Naomikong Point is a place in the yooperland I have known my entire life. It is about 30 miles west of the moominbeach. When I was a child, getting there involved the crappiest of crappy dirt/gravel roads and took forever. My parents liked to drive old two-track roads but but they didn’t do this one frequently, especially with young children.
Fast forward into whenever “they” built the Curley Lewis “highway”. A nice paved road over to US123, which leads to Paradise and Tahquamenon Falls. It used to take three hours to get from our beach to Tahq. Now it’s more like an hour or so. Whoosh! My parents had issues with Curley Lewis and perhaps they weren’t alone because I note that the road is called something else now.
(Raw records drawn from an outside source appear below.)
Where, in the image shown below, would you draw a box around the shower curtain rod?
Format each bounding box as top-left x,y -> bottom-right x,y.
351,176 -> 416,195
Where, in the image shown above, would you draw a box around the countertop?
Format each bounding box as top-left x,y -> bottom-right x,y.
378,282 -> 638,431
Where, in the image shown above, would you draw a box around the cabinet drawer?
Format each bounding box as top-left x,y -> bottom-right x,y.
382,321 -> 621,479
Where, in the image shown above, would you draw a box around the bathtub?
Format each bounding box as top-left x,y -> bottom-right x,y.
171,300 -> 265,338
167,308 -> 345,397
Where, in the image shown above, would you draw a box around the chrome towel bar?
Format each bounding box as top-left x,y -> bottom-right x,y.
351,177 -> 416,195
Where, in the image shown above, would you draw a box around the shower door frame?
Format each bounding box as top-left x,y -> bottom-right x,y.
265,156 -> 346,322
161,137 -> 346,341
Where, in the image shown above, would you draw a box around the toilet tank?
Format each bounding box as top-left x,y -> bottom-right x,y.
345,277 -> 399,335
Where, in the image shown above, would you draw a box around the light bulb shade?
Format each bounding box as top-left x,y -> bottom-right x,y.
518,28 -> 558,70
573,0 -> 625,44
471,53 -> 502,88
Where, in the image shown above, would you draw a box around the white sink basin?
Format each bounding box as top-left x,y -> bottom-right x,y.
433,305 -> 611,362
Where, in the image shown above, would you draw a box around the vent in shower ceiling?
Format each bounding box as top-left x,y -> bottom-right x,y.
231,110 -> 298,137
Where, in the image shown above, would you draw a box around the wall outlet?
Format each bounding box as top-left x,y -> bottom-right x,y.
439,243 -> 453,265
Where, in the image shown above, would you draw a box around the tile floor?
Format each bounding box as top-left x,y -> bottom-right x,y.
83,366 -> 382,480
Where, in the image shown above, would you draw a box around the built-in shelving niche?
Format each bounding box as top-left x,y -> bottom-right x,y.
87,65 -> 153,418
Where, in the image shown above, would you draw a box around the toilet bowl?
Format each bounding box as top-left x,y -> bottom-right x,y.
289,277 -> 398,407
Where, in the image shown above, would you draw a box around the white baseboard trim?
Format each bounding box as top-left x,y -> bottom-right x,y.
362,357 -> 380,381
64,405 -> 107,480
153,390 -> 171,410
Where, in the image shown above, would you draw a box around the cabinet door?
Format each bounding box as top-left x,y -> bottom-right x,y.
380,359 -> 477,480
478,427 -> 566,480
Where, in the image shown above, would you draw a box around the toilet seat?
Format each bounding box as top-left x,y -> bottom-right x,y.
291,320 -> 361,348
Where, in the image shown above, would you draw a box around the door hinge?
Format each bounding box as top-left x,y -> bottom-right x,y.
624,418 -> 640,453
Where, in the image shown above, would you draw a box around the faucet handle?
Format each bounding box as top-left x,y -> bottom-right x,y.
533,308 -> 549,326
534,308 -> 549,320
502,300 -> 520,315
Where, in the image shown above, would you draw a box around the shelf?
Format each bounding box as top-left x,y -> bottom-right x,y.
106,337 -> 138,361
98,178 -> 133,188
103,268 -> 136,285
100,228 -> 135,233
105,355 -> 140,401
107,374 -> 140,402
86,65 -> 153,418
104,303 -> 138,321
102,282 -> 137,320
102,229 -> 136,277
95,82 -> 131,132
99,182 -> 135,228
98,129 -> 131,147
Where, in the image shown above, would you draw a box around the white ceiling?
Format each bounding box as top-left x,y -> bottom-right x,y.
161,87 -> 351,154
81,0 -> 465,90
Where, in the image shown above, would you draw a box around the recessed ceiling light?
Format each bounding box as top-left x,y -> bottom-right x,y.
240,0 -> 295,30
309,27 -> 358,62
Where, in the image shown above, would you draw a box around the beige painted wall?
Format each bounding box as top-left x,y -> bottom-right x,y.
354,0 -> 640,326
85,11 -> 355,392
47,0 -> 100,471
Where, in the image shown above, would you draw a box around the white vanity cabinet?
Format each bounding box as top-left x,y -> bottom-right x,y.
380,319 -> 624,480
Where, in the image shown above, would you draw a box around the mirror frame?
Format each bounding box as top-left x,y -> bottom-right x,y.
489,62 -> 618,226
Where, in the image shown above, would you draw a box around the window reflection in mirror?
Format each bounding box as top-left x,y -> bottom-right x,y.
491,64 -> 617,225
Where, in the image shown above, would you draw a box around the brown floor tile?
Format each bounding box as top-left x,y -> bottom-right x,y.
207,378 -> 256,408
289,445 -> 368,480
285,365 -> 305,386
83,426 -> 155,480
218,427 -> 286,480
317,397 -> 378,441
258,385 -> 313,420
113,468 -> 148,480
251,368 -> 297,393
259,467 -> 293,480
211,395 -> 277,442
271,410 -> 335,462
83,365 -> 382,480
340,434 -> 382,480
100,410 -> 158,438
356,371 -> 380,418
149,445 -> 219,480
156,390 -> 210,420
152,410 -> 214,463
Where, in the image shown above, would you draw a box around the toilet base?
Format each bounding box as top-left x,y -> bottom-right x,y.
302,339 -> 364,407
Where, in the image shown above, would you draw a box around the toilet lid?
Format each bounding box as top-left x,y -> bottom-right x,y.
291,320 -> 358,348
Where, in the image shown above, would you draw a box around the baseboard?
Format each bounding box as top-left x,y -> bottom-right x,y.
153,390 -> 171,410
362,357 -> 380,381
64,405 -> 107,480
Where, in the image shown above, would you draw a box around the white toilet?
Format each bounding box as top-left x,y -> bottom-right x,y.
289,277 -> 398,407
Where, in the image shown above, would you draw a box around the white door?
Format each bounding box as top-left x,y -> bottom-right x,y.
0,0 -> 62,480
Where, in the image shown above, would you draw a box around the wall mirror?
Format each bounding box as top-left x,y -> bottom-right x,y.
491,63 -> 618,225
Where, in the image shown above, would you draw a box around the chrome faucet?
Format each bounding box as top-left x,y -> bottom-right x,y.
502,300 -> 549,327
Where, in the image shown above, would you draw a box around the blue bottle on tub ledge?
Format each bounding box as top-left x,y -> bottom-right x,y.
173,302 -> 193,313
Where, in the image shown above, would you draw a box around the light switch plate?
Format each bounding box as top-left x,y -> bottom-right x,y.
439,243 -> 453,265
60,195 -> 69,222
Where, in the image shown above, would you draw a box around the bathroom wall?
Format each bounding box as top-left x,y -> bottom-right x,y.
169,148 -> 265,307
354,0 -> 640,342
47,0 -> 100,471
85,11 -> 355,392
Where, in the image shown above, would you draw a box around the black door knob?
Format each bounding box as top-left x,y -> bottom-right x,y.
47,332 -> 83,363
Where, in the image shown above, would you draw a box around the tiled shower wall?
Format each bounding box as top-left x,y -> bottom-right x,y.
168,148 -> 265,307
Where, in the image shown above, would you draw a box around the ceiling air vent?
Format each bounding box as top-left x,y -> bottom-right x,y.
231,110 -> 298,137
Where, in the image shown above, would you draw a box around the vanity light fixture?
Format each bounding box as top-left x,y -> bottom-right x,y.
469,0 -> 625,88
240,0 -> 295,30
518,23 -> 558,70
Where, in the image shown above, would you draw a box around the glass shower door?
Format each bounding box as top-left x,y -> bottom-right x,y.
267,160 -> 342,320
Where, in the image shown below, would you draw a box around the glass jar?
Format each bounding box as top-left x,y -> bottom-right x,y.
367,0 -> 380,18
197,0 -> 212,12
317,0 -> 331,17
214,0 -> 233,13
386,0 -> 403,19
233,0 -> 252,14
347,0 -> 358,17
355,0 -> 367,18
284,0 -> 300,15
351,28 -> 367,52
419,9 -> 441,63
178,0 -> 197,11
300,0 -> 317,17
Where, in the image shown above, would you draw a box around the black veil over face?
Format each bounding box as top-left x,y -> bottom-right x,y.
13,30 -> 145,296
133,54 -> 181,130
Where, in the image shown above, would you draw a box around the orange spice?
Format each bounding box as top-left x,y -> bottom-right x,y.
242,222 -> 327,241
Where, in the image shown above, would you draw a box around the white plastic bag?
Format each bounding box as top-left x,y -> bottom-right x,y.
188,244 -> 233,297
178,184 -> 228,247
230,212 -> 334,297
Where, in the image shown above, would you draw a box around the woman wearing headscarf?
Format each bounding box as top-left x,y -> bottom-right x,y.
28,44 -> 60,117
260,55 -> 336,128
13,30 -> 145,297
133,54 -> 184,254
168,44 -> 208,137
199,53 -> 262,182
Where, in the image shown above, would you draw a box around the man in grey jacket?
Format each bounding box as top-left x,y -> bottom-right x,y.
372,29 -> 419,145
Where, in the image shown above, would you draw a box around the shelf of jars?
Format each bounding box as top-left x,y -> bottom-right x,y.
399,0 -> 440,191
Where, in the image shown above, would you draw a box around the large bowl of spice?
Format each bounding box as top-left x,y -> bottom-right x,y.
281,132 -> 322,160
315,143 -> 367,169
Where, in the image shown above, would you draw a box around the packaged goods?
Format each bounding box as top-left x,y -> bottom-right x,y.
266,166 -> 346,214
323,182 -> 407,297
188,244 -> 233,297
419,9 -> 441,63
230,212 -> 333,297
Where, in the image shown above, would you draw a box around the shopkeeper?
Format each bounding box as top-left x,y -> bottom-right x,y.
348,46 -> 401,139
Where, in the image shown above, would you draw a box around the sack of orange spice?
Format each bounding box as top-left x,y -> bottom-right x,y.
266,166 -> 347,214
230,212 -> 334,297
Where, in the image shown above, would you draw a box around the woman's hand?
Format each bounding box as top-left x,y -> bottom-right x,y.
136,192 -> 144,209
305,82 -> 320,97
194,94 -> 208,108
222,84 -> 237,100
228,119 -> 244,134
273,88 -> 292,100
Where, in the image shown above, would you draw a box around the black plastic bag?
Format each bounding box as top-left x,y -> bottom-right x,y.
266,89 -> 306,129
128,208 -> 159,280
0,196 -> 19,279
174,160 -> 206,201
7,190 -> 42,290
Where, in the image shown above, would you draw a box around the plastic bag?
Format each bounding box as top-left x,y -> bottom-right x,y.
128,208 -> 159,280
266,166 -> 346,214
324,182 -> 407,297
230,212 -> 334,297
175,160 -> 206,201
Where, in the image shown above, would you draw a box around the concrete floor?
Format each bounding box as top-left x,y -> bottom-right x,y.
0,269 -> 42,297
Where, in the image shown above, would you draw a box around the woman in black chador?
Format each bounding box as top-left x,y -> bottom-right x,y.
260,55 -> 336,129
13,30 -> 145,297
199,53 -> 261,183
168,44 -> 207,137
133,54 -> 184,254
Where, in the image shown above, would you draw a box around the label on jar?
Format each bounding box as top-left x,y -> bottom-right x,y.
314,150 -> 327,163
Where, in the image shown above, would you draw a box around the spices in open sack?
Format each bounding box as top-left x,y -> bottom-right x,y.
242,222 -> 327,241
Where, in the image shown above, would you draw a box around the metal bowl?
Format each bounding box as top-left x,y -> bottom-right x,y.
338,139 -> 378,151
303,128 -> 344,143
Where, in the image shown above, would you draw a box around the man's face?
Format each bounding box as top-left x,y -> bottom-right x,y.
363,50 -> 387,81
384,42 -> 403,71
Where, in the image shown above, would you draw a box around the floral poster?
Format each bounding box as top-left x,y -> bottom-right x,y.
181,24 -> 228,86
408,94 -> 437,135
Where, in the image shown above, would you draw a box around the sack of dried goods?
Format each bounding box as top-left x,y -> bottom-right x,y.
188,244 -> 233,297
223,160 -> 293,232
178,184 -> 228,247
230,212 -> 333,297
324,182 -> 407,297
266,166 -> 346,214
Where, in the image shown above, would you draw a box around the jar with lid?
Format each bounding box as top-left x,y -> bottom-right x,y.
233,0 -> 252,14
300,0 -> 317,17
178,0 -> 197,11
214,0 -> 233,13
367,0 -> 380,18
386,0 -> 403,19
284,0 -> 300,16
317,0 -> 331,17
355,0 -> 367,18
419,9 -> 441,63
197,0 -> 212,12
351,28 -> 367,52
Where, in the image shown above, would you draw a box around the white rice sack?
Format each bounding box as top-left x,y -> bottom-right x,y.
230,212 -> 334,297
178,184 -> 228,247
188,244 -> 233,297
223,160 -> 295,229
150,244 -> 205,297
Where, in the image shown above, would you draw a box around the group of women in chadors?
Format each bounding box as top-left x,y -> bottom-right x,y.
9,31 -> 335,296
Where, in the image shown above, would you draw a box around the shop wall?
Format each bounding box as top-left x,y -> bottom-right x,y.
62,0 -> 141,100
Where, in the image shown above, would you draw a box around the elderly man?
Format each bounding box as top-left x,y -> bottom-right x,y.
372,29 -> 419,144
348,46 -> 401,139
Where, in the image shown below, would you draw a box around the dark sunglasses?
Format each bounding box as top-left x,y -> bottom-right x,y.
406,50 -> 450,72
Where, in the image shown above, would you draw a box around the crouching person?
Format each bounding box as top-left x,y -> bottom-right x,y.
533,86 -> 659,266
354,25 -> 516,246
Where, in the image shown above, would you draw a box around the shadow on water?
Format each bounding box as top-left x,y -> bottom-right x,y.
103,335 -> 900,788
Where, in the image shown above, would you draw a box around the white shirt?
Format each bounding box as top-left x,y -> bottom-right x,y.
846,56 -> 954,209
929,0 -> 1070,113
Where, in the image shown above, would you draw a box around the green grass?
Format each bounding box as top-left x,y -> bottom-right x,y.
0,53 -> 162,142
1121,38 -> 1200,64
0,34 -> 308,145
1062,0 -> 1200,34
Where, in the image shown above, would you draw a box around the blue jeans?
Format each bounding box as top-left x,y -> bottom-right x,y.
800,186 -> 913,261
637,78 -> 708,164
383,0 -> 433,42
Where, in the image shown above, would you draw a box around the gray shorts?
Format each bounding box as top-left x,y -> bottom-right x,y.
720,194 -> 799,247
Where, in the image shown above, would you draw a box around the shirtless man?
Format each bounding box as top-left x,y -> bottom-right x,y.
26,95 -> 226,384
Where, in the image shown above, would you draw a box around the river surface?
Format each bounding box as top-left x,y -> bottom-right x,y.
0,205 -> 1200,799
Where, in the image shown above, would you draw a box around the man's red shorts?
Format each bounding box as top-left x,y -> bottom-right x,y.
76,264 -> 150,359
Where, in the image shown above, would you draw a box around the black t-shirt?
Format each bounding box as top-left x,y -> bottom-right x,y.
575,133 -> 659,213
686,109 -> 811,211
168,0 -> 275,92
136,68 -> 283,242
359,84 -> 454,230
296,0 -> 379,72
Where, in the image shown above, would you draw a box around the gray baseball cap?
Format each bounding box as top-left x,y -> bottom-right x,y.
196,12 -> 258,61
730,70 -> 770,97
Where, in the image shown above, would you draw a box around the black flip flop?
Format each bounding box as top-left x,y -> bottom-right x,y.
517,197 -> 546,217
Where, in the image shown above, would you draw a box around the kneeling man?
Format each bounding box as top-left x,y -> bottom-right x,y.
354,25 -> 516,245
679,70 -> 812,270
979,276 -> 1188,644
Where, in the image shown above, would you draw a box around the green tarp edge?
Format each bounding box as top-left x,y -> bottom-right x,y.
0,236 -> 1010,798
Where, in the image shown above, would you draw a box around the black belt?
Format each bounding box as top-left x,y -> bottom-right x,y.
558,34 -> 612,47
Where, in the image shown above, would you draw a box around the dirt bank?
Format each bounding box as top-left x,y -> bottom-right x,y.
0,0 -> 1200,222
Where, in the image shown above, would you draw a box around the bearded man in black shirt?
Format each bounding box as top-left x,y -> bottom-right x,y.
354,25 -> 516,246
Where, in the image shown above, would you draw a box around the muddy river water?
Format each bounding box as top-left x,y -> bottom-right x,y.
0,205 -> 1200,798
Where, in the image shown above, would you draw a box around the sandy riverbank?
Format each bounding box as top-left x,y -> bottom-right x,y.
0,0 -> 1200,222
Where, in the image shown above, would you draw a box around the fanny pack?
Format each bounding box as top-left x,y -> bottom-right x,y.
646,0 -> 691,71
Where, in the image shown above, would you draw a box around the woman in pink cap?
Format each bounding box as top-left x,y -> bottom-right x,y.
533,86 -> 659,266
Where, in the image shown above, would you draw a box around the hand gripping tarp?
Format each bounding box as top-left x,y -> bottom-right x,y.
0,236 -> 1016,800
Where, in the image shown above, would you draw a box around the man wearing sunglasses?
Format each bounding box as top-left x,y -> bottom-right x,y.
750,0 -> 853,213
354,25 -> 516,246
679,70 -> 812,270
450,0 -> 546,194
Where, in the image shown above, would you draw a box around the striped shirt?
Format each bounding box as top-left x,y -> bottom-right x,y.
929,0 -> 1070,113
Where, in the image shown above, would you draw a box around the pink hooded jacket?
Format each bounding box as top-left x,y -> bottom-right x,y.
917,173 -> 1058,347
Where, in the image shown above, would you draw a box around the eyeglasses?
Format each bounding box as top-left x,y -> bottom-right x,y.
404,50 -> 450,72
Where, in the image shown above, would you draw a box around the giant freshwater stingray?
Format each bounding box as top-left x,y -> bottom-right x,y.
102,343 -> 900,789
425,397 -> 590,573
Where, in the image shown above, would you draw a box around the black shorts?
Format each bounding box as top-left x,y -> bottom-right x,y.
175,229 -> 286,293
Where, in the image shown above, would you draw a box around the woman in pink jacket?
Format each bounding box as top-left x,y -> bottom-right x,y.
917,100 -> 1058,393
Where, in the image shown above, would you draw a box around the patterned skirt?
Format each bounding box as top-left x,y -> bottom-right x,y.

I reconnected with this area when my brother and the GG took some of the beach urchins and my brother’s young rescue dog Sam out there many years ago. Part of the trail is along the beach and I remember that my brother went a little ballistic when when Sam rolled in poop and my brother threw him in the lake. (It is shallow there like at the moominbeach and Sam was fine.)
Naomikong is where I first encountered a TICK! Uber Kayak Woman and Radical Betty and I were hiking the trail there and Radical Betty encountered a “bug” she couldn’t identify. We took the “bug” into the Chippewa County Health Department and it WAS a tick.
The pic is the suspension bridge crossing whatever creek is coming through at this point. It’s not Ankodosh. There are multiple creeks in this area.
P.S. A lot of people (including the GG) mispronounce Naomikong. The “a” IS pronoucned as a long a. Na-om-i-kong. Not Nom-i-kong. Of course I do not know how the natives pronounce it. It might be totally different…
April 11th, 2026 at 9:20 pm
A tick! Yikes! There are so many names that are difficult to pronounce. I’ve found that I even mispronounce places in my own state.